Conflicts with colleagues may cause pressure at work. For example, an argument can result in you doing all the tasks you may have delegated. Colleagues may also be hesitant to help you when you need their help. These occurrences can increase your workload and hinder your progress. Having more work can cause more pressure as you may find it a challenge to complete them well within their deadlines. A smooth relationship with your colleagues can help you. Handle tasks as a team, engage them to reduce mutual pressure at work and improve each other's output.

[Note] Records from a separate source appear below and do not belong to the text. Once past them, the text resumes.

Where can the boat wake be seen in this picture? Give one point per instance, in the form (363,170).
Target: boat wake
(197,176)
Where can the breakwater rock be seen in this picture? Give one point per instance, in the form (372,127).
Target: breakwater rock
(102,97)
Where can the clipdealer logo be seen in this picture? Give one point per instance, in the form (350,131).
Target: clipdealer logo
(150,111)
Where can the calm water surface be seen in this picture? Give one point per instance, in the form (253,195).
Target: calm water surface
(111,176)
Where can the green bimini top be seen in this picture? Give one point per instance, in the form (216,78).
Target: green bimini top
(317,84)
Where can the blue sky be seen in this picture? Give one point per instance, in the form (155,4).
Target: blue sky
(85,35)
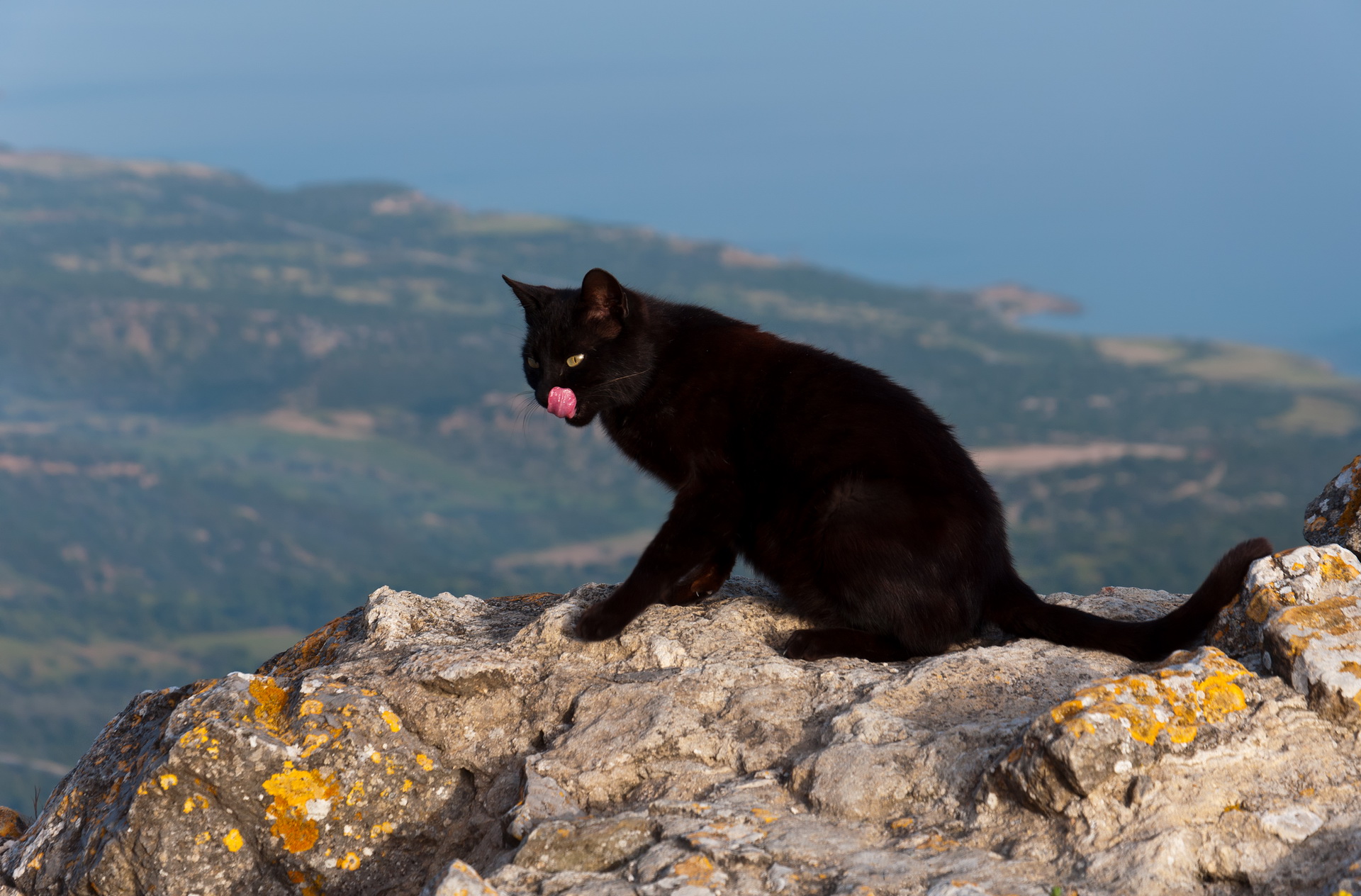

Seek help if the pressure is too much to manage. Delegate some responsibilities to colleagues and inform your manager you've maximised your capabilities. You may also engage colleagues, family members, managers or professionals. Discuss your pressure at work, the causes and possible remedies for it. People around you can check your progress and recommend better ways to manage the pressure. Some organisations can recruit professionals or coaches to help you with pressure at work. These people may have the skills and experience to recommend helpful solutions.
Organise your time
Deadlines may cause pressure at work. You may worry that delaying your submissions or input can affect your work-life, derail your career or affect your image. Such issues can exert pressure on you. Managing your time well is essential to avoid them. Schedule your activities. Find your most productive time of day and use it to complete the most complex tasks. Then, relax and perform straightforward duties when you're less productive. Managing your time can help you feel in control of your work life, helping you manage pressure at work.
Wear your best outfit
You could experience extra pressure if you feel your colleagues are better dressed than you. Such an example could push you to overwork yourself to compensate. You may then set unrealistic targets, putting pressure on yourself and causing a distraction. Wearing your best outfit can help you feel confident, helping you prioritise what's important, your work. The focus helps you achieve your work objectives, reducing the effect that pressure from work may cause.